Derrumbe en mina de Santander de Quilichao deja un muerto y un herido grave
Imagen: El Tiempo (Colombia)
Un socavón se vino abajo este 10 de julio en la vereda San Antonio, en Santander de Quilichao, y dejó un minero muerto y otro en estado crítico. La víctima mortal era trasladada a Cali cuando no logró sobrevivir.
Un derrumbe en una mina de Santander de Quilichao volvió a poner en evidencia el alto riesgo de la minería informal en el norte del Cauca. El socavón colapsó este 10 de julio en la vereda San Antonio y dejó como saldo un minero muerto y otro en estado crítico, en un episodio que obliga a mirar de frente las condiciones precarias en las que se sigue extrayendo mineral en varias zonas del país.
De acuerdo con lo informado por El Tiempo (Colombia), la emergencia se produjo en una zona rural de este municipio caucanos, donde se reportó la caída de tierra y rocas dentro del socavón. Uno de los trabajadores quedó atrapado y perdió la vida, mientras que el segundo fue rescatado con lesiones graves y trasladado de urgencia para recibir atención médica.
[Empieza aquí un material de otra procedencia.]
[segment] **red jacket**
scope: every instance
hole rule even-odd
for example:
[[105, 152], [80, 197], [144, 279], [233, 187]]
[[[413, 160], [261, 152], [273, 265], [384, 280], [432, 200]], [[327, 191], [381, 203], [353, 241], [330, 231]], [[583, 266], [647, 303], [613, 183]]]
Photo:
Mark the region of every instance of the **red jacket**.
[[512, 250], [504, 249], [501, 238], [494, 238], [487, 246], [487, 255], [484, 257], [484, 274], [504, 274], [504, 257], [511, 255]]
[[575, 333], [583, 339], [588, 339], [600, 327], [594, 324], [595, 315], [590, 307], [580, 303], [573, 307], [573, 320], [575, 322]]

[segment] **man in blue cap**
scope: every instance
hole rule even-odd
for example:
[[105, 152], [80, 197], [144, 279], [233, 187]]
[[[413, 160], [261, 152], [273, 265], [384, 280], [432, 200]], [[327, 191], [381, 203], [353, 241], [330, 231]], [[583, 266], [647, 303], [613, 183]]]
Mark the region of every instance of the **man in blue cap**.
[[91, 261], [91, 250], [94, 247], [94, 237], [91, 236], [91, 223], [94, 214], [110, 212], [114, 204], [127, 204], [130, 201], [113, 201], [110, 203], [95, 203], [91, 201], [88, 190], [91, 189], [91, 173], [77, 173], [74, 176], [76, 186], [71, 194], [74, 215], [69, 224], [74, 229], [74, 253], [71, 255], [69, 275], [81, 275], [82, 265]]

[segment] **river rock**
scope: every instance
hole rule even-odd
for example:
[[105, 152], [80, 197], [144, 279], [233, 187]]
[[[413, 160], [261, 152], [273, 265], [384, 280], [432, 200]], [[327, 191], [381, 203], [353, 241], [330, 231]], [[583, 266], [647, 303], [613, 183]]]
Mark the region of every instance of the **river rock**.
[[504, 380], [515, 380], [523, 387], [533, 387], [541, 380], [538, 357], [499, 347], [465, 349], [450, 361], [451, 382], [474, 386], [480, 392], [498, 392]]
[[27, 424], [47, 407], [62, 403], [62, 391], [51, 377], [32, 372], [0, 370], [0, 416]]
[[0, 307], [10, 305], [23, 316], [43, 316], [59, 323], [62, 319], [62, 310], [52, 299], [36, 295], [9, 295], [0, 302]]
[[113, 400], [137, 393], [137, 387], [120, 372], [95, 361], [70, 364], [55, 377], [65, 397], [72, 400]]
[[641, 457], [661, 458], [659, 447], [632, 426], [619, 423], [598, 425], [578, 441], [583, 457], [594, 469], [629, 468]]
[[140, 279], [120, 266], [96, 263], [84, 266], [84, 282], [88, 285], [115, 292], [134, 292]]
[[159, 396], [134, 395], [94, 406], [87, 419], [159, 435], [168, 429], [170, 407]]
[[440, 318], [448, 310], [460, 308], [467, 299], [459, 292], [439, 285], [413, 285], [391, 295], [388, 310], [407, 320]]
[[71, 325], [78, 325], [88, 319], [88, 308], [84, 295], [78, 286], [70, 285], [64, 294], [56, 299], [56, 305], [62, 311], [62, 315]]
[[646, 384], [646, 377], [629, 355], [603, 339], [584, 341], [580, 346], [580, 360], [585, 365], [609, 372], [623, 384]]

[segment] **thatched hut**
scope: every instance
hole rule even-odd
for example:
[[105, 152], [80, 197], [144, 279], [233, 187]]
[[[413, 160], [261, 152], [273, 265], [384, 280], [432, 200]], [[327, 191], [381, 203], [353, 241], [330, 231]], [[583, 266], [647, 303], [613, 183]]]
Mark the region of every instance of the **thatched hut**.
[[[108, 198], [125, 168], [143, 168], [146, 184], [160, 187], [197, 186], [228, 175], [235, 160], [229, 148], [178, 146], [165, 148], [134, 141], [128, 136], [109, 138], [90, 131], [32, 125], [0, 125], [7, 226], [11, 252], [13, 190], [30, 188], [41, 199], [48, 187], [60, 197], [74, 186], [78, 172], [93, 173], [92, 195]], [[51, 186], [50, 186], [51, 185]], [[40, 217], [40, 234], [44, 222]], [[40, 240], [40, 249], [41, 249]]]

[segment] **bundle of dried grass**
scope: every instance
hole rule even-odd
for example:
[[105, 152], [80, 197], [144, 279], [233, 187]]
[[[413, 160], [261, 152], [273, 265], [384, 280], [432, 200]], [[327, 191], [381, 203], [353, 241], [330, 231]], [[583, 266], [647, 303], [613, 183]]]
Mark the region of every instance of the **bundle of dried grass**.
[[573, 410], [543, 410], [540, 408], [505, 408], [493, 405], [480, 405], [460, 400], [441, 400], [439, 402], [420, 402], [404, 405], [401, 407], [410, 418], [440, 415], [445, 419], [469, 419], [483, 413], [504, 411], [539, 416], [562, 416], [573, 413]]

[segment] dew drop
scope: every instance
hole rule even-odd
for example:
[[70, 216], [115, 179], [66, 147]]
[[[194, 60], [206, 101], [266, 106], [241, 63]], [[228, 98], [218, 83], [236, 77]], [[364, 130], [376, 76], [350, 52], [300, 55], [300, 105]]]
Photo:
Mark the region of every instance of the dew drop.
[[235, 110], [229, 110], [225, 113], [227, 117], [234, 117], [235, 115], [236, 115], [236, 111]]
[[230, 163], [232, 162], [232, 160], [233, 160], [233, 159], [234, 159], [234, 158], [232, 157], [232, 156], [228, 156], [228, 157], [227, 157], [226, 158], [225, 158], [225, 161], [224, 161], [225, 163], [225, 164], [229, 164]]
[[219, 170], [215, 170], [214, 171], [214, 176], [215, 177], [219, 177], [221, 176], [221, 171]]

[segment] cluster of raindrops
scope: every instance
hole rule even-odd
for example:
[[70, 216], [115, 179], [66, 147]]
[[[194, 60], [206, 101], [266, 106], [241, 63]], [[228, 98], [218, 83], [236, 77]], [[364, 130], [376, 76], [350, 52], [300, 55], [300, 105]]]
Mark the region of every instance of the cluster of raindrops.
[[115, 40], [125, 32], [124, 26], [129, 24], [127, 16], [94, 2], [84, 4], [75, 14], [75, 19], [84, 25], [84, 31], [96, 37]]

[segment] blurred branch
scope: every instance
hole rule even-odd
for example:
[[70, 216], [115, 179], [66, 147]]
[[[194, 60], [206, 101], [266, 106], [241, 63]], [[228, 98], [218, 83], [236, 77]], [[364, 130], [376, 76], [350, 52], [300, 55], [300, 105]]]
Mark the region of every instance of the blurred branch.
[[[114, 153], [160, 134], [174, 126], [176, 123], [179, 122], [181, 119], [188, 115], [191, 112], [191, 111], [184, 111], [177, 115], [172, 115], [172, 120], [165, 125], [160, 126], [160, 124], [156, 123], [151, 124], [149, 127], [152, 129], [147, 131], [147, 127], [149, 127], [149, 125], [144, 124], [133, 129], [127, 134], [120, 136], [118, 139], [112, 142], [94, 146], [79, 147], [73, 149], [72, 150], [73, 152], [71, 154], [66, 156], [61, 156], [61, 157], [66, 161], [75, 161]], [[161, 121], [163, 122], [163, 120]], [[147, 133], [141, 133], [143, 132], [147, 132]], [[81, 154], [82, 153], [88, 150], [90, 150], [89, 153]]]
La víctima fatal iba camino a Cali cuando su estado se complicó y no logró sobrevivir, una secuencia que muestra la fragilidad de los tiempos de respuesta en este tipo de accidentes.
Más allá del hecho puntual, lo ocurrido en San Antonio revela un problema estructural que Colombia arrastra desde hace años: la minería de subsistencia, muchas veces sin controles suficientes, expone a trabajadores y comunidades a tragedias que podrían evitarse con supervisión técnica, protocolos de seguridad y presencia estatal real. En departamentos como Cauca, donde confluyen economías ilegales, necesidad laboral y territorios históricamente abandonados, la extracción minera suele convertirse en una apuesta desesperada por sobrevivir, pero también en una ruleta mortal. Cada derrumbe deja una lección que el Estado repite tarde: sin formalización, prevención y control, la próxima víctima es solo cuestión de tiempo.
El caso de Santander de Quilichao también plantea preguntas incómodas sobre la capacidad institucional para anticiparse a estas emergencias. No basta con llegar después del colapso para rescatar cuerpos o atender heridos. Lo que está en juego es la vida de cientos de mineros que trabajan en condiciones de vulnerabilidad extrema, muchas veces sin equipos adecuados ni garantías mínimas. En una región donde la informalidad pesa tanto como la pobreza, la tragedia de San Antonio no es un accidente aislado: es el reflejo de una deuda histórica con el Cauca y con quienes se juegan la vida bajo tierra.